Here are some quick tips for writing and editing your personal statement:
The opening line and paragraph should invite the reader in, piquing their curiosity and compelling them to keep going.
Ensure your personal statement sounds like you.
If you gave your personal statement over without your name, would your parents know that it was you who wrote it? Would a close friend or a teacher be able to tell that you wrote it?
Avoid using adverbs.
Modifiers such as “really,” “very,” and “so” tend to dilute your message and weaken your writing.
Don’t start your essay with a quote.
You want to catch the reader’s attention immediately and draw them into who you are as soon as possible with your own words. Staring your essay off with a quote or even using a quote can be a waste of precious word count.
Practice, practice, practice.
Even a sentence or two of writing about yourself will help. Put this into action by writing in a daily journal, keeping your academic portfolio updated or challenging yourself with daily prompts. Daily gratitude thoughts can also be a good way to get started.
Read your essay out loud.
Read it to yourself, to your parents, your pet, and maybe a friend. Then, ask them to read it to you. Be on the lookout for bumps when you’re listening, and feel for those bumps when you’re reading. Take note of where you stumble. Your ear is more sensitive to rhythm and will be a better indicator of how fresh eyes will experience the words. Another trick is to print it up and read it. Sometimes you find things on paper you wouldn’t see on a screen.
Clarity is key.
This is the single most important part of editing, ensuring that your ideas are clear —because unclear thinking leads to unclear writing. If you’re not really sure what you’re saying, the admissions officer won’t be sure either. If you know a transition doesn’t really make sense, work on it until it does. Thinking is the hardest part of writing, but clear thinking leads to good writing.

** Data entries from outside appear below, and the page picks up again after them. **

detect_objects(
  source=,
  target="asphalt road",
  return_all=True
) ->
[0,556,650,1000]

And, of course, remember that you have the support of your peers who are going through the same process, your counselors (should your school provide those services), and there are always options to engage professionals, who recognise the difficulty of starting to write a Personal Statement and have guided countless students.

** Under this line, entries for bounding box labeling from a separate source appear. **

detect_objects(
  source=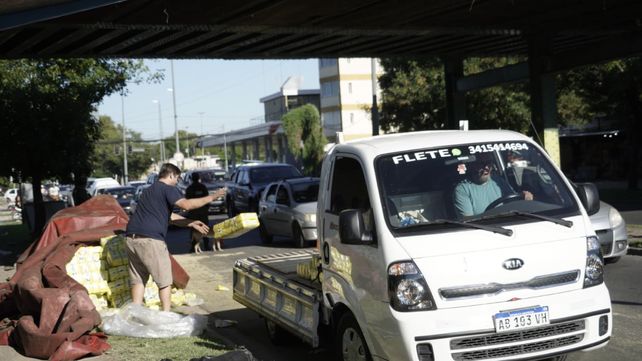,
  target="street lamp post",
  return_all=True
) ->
[120,94,128,185]
[169,60,183,164]
[152,100,165,163]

We all have our own ways of brainstorming but sometimes one of the best ways to start, is to have a good long chat with someone about what you really (really) care about, why, and where and what you hope to see all those cares move you toward. That’s precisely what we are available to do with you – chat, listen, draw story-boards, idea webs, you name it – so, contact us to make an appointment. There is absolutely no reason you should feel you have to tackle the Personal Statement process on your own.
Remember this is the core of your application and it is your chance to articulate your core self and what you care about in an authentic way. It deserves all the time you can give.